Well, there isn’t much to say with this book. I could read it again, but I don’t think I’d want to, and rather put my mind to another Dragonlance novel.
This book starts out with a great beginning, with the Thieves guild of Palanthas being destroyed. It puts an air of mystery on it, and it relates alot with the end of the book. Then it goes into a daring thievery of a rare subsance from this rich guy. But it all goes downhill from there.
Now, let’s introduce the ultra-cocky knight, Arach. He knows everything, and I mean EVERYTHING. He knows more than Sherlock Holmes could even dream about. But he is portrayed as a cliche bad guy, the type who is too cocky for his own good and is easily frustrated ebcause he can’t solve the simplest of things, even after his display of ingenuity, which was overdone.
After this, this, we have the witty all powerful elf, Cael, who has the best weapon in the world, and nothing can stand against it. Att he beginning, he sees a girl, who instantly falls in love with his “good looks” and ends up kissing him at the end of a chapter. (Wow! Free cheesy romance!) Crook insists on repeatedly flaunting Cael’s theiving powers, which gets old after reading it 3 times in the same chapter. And no thief can match him, because he knows how to steal swords, slay monsters, sneak around completely undetected, AND he knows CPR! It’s annoying, because you don’t see the suspense, and it is implyed that no matter what, nothing is capable of stopping him, even the Shoikan grove, because his staff takes care of that. The close calls are extremely annoying, and they happen too often, with things that he always escapes by some extremely lucky previous events, while everyone else just… dies.

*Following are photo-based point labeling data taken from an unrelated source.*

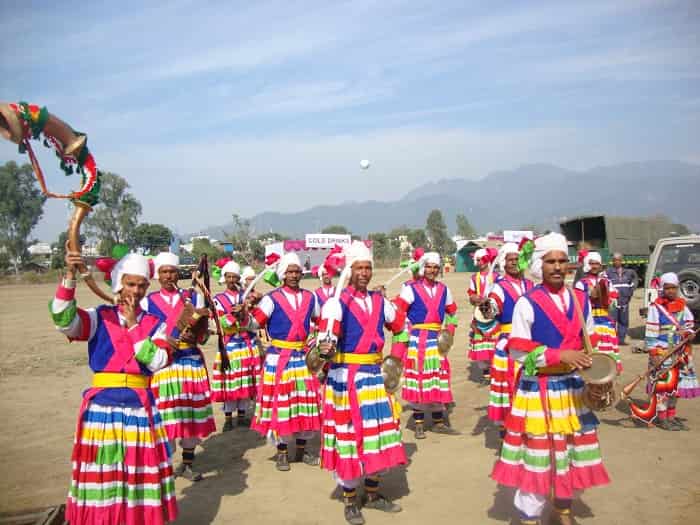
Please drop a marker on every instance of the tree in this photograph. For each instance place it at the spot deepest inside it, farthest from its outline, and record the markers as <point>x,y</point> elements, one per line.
<point>115,221</point>
<point>464,227</point>
<point>336,229</point>
<point>418,238</point>
<point>203,246</point>
<point>21,207</point>
<point>437,234</point>
<point>151,237</point>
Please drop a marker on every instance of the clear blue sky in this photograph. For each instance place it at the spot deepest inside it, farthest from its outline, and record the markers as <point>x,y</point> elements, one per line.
<point>271,105</point>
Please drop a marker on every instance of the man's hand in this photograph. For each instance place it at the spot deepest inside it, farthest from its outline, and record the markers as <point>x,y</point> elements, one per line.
<point>326,349</point>
<point>575,358</point>
<point>129,309</point>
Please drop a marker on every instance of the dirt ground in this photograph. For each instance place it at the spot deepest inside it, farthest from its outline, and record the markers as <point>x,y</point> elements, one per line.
<point>654,473</point>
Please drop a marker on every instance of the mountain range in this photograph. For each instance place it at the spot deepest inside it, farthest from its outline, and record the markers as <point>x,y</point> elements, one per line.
<point>535,194</point>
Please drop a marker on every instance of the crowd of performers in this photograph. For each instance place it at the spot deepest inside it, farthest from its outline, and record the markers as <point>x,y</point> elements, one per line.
<point>151,387</point>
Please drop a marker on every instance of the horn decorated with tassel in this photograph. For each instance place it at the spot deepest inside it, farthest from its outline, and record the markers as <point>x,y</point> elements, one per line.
<point>21,122</point>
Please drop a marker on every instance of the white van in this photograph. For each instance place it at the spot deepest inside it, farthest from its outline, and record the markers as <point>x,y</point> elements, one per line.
<point>680,255</point>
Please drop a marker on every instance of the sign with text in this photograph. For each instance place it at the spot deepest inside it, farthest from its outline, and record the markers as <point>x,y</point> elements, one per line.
<point>517,235</point>
<point>326,240</point>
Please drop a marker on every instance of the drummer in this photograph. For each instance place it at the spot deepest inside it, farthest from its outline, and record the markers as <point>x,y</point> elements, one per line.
<point>427,386</point>
<point>602,296</point>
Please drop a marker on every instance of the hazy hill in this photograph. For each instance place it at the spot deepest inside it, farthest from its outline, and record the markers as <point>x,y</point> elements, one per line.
<point>537,194</point>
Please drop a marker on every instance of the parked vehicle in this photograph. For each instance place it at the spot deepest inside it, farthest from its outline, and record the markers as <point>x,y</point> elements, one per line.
<point>634,237</point>
<point>680,255</point>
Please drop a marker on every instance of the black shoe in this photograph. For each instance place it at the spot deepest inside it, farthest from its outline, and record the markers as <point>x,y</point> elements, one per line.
<point>185,471</point>
<point>665,424</point>
<point>353,515</point>
<point>307,458</point>
<point>379,502</point>
<point>442,428</point>
<point>282,462</point>
<point>677,423</point>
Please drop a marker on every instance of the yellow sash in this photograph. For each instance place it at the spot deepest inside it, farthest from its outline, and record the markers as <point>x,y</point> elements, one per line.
<point>357,359</point>
<point>427,326</point>
<point>116,380</point>
<point>287,345</point>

Now, or Alynthia, she is one of the few characters I do like. She is one of those hard to get girls, which its into the cliche lines, but she stays hard to get, and you don’t see her getting married and happily ever after at the end of the book. She stays to the guidelines, until, predictably, she turns on the guild. But her personality is overall good, even though she can barely do a thing.
As for the minor characters, they were writted extremely well, but they were minor, and more than hal fof them died, so you’re stuck going, “But that was a great character!”
The plot was the thing that was the most dissappointing, however, in the fact that it started out good and just deteriorated when it could have been easily remedied. Up until Cael gets captured, it is quite good, with most things that are completely original and wouldn’t be found in other stories. After he gets captured, however, I just wanted to take the book and throw it out a window. It fell into the plotline you’d see in the writing of those steriotypical stories of “This guy knows everything, and can do anything!” where you see his wonderful CPR skills. The plot “twist” is something you could see coming a mile away, and it wasn’t even done tastefully. IT ends with the new bad guy dying, and Arach coming after Cael for the nth time, which his overpowered thief skills are thrown in again.
A sidenote: the battles were too short, with Cael just slaughtering the enemy with absolutely no resistance. In fact, the only wound he gets is from is an accident that happened with Alynthia.
5 Stars winner
This book just won the Darrell Award for best science fiction, fantasy, or horror for 2000.
3 Stars A boring series
I was almost tempted to give this book 2 stars but I only do that to really, really bad books.
Like the 1st book in the series, this book was too long word wise. Too many useless description, too little interesting plot movement. Unfortunately, this one didn’t even had interesting characters like the 1st one.
There’s little good to say about this book. There were a few good scenes but not good enough to make the book remotely readable. This series looked & sounded so intriguing I couldn’t wait to read it. I’m very disappointed & feel cheated - a feeling I’m not used to when reading DL.
After about 180 pages, I just scanned the rest to get it over with.